I’ve had network monitoring systems on my mind recently as we’ve been looking to determine the right specification for a number of fiber taps and aggregation devices so that we can fulfill the needs of both the security teams (for Intrusion Detection Systems and similar) and the network team for packet captures and troubleshooting. In reality we’d probably like to be able to have a mixture of full time monitoring (so we can pull statistics, or ‘rewind’ to a recent event and see what was happening on the network) as well as on-demand packet capture so we could troubleshoot specific problems.

As networks get bigger and faster though, the task of monitoring gets progressively more challenging as the number of devices, the number of links, and the speed of links increases.

I was interested therefore when at Networking Field Day 8 this last week we had no less than three monitoring solutions presented to us, each taking a different approach. And so, in alphabetical order, here’s what was presented.

Big Switch

Let’s start off with the obvious: Big Switch clearly believe they offer a better solution than Gigamon, which they claim (as an example of existing appliances and monitoring solutions) can’t monitor everywhere, does not have operational ease, and is not cost effective:

You can judge for yourself whether or not you believe that’s true when I outline the Gigamon solution, but it’s clear that Big Switch is trying to play straight into that space, and have done so with quite some success apparently, claiming their first $1M Big Tap customer in the last year.

The reason behind Big Switch’s solution is that they believe customers want to be able to tap the network in every rack and, ideally, every vSwitch as well, with all the data pulled back to a central location (where your capture tools would live). While Big Switch isn’t proposing to sell you cheaper taps (I wish!), they are able to offer the opportunity to build your monitoring infrastructure using white box (bare metal) switches which are much cheaper than the “name brand” devices. The other big selling point is that the Big Tap fabric is managed by a Big Tap Fabric Controller, so you can configure it in one place rather than potentially having to log in to multiple boxes to funnel the chosen tapped traffic to the monitoring tool.

In the image above, imagine a network on the left, with many taps installed, all feeding into some kind of monitoring fabric (on the right). In order to monitor a particular flow based on source IP, say, you’d typically have to:

• figure out where the source IP is connected into the network
• figure out which tap that means the traffic will hit
• go to the monitoring switch that is connected to that tap
• configure the appropriate filter for the source IP and configure the feed upstream
• ensure that the correct upstream feed is going to your monitoring device of choice, let’s say a server that will capture the packets so you can download them when you’re ready.

That’s quite a lot of effort and Big Switch believe that they are able to make this simpler.
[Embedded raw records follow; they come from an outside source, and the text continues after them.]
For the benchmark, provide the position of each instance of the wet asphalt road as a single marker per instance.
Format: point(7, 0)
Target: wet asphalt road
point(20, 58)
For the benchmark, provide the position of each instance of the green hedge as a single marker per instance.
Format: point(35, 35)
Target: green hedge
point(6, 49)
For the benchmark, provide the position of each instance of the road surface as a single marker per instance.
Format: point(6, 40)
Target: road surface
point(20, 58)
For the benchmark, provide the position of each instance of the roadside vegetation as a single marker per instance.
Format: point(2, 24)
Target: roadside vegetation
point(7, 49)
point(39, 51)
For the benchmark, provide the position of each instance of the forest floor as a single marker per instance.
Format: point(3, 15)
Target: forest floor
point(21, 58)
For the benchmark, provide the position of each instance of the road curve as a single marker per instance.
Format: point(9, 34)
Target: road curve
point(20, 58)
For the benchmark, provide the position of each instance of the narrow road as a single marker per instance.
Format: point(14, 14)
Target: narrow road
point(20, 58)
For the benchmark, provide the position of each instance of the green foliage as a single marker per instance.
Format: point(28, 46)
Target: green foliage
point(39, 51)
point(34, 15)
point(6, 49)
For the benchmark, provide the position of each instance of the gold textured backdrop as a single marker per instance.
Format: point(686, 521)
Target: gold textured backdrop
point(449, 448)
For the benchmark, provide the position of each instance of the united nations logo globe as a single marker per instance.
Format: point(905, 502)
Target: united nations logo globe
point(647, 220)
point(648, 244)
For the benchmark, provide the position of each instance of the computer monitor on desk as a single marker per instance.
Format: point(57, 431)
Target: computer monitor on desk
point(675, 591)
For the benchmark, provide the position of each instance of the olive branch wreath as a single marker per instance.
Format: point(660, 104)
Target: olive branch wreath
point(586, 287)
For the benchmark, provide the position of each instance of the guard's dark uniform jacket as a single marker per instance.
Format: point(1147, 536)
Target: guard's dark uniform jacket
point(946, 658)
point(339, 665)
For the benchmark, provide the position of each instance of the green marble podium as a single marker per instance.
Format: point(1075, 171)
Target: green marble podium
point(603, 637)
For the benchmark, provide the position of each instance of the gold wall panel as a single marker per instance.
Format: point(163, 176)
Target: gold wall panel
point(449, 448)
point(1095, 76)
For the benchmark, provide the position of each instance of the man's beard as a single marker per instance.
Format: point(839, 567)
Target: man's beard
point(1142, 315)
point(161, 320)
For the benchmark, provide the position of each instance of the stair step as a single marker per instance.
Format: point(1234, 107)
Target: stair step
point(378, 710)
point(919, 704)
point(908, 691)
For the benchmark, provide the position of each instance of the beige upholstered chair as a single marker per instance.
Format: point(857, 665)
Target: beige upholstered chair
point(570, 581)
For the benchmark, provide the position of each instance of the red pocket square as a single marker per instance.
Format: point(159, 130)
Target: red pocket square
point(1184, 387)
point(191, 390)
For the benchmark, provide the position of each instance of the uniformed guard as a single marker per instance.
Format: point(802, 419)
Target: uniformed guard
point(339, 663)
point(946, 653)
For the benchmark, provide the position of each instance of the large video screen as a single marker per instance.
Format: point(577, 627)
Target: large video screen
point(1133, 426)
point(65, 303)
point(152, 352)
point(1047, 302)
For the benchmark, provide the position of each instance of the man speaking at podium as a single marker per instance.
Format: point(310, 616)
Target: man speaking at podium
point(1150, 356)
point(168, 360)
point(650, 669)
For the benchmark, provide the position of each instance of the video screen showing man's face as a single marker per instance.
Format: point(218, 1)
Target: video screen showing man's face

The steps when using a Big Tap fabric are:

• Go to the controller GUI
• Locate the source IP or hostname from the list of hostnames that the fabric has already identified
• Configure a capture in the GUI using that host as a source, and determine how large you want the capture to be
• Click to download the resulting PCAP file form the controller when it’s done

All of this is done at the GUI without you having to log into any device. Big Switch also point out that this works for remote monitoring switches too – the source can be on an entirely different site, and you can still configure the monitoring session with the same ease, and let the fabric figure out how to get the captured traffic to the destination port (or to the controller). You do not of course have to use the controller for your captures; indeed if you run an IDS system for example, you would simply redirect traffic flows to the attached IDS port. This means your monitoring tools can all be in one place even though you have remote sites.

In short, Big Switch think that the best way for monitor is to build a parallel switch fabric using white box switches to keep the cost manageable, and allow a controller to do the heavy lifting for you on the network, as well as offering some basic capture capability to make your life even simpler. The switch fabric can be created from one switch upwards, so there’s a relatively low cost of entry for this kind of solution, although the cost of taps is likely to be the same in any solution that uses them. In terms of the white box switches, the same switches are supported as for their Big Cloud Fabric but at present the fabric can only either be used as a switch fabric or a monitoring fabric; even though the hardware and software are very similar, they can’t perform the tasks interchangeably.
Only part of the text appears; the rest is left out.